I would feed the HELL out of him and try and get him to near the size of your other natts. Then when he's near that size, take all your p's out of the 75g at the next water change and put them in a bucket or something. Then rearrange you aquarium and put all of the p's in at the same time. It will be like putting them in a new tank, they should shoal together nicely. Good Luck man, hope ur lil fella gets better and makes it alright!


----------



## Vampor (Feb 15, 2003)

do exactly what USAFbOOst and you will have better chances to success but there are no guarantee for the mission...


----------



## RhomZilla (Feb 12, 2003)

Vampor said:


> do exactly what USAFbOOst and you will have better chances to success but there are no guarantee for the mission...


 Very true.. NO GUARENTEE







You can house that injured P in a hospt tank and beef him up.. but once Ps establish a shoal or territory space, the new comer might not be welcome which can lead to killing that P.

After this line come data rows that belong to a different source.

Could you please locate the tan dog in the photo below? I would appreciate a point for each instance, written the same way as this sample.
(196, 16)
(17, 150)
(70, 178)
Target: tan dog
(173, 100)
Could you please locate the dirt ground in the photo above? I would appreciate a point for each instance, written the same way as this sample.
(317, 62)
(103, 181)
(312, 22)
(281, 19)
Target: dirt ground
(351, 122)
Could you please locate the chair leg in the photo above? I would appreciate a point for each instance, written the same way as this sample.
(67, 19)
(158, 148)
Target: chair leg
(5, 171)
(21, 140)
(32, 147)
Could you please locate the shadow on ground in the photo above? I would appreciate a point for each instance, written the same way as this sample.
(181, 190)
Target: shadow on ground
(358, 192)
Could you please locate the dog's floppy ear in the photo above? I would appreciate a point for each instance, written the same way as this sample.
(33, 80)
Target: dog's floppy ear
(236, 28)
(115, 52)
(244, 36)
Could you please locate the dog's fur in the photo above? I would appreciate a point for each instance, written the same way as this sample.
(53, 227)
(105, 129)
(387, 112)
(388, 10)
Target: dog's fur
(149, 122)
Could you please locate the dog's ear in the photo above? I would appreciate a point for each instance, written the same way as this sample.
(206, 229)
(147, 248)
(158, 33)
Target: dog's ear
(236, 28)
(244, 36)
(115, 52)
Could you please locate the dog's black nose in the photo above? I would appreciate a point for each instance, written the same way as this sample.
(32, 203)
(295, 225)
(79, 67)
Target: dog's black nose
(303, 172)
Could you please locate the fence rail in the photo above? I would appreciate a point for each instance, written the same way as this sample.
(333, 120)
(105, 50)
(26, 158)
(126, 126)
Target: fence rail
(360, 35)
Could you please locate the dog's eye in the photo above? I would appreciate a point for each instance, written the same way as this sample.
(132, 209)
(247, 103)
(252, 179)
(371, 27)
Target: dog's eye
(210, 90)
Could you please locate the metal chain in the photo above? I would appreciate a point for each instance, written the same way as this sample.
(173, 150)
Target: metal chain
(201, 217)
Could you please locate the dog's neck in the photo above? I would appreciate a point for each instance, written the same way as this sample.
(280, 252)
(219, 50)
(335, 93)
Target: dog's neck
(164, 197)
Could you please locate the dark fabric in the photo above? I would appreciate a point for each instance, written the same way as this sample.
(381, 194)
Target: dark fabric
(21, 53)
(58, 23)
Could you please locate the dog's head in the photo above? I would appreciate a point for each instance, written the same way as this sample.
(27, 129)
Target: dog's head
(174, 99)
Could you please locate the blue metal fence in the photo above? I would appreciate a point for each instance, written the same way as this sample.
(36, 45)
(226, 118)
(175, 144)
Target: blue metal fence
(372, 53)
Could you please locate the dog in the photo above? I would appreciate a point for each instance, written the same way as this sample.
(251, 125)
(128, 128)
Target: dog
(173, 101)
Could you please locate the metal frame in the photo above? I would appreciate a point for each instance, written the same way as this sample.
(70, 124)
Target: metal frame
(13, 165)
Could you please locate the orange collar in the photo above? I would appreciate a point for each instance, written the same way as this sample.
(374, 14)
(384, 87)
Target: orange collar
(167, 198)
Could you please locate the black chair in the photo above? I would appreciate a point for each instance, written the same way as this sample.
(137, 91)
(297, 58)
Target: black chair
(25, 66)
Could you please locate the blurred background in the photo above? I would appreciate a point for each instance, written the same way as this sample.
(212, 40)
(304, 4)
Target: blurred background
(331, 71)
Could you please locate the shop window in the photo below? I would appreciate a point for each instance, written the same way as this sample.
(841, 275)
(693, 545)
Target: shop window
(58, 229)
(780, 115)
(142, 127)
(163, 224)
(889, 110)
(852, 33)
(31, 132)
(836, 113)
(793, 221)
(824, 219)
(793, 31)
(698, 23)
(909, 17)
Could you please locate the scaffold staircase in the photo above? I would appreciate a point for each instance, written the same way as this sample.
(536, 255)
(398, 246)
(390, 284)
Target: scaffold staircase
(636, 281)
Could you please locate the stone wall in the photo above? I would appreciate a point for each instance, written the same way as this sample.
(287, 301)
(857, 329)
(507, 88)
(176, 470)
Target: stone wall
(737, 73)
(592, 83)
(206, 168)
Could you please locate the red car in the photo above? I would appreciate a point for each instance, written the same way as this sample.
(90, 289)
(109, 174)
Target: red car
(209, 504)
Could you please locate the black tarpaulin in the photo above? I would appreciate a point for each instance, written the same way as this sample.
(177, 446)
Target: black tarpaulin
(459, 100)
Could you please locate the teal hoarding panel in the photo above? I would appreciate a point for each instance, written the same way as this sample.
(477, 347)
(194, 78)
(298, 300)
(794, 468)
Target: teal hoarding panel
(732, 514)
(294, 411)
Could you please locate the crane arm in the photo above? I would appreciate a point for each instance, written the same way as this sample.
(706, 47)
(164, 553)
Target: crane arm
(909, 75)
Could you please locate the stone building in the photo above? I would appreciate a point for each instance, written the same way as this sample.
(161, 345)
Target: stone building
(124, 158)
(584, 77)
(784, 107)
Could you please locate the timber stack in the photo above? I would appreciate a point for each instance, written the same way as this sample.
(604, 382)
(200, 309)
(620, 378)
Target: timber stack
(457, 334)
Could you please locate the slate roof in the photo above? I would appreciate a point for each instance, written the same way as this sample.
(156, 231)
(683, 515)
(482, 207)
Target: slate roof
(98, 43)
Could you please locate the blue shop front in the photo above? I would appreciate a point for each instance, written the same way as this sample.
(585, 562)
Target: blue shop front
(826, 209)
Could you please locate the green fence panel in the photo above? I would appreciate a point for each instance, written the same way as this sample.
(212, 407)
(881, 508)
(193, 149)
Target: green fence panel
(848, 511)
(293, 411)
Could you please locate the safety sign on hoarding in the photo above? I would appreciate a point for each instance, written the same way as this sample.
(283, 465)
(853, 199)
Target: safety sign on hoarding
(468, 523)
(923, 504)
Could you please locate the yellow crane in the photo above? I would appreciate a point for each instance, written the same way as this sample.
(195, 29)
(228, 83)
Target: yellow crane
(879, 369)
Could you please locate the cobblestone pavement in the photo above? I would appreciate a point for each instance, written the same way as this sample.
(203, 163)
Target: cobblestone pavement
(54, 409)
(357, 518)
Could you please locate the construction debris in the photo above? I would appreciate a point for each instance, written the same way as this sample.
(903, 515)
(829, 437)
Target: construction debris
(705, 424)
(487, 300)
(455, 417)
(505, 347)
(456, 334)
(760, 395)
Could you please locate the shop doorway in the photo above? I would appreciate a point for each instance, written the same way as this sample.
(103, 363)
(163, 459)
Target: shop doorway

Example (hope you dont mind RAF







):: 
Pack had a Tern which lived with the Caribas.. Caribas injured the Tern which PACK housed in a hospt tank to heal and beef up.. Soon as he was fully healed and looked good to go.. he was dropped in the same tank with the Caribas again but got eatten and killed this time.


----------



## Innes (Jan 13, 2003)

yeah with P's there is no guarentees, and a bad move can = death, but I would reccomend the course of action already reccomended


----------



## SnowCichlid (Jan 10, 2003)

Give it your best shot and hope for the best! I am sure you can manage this one









Just get the tank setup to resemble natural conditions and provide plenty of territory/ hiding places/ and open swimming areas as well

good luck


----------



## Death in #'s (Apr 29, 2003)

RhomZilla said:


> Vampor said:
> 
> 
> > do exactly what USAFbOOst and you will have better chances to success but there are no guarantee for the mission...
> ...


 dam that sucks


----------



## Caesar3283 (Jun 18, 2003)

Damn...I'm not sure what to do. I would like to give him back to the pet store, but I bought him from Riverdale Pets and I think I saw a sign that said ALL SALES FINAL. Anybody want a baby Red, hehe. We'll see what happens. As of now he has a 30g all to himself. Thanks for all the help guys.


----------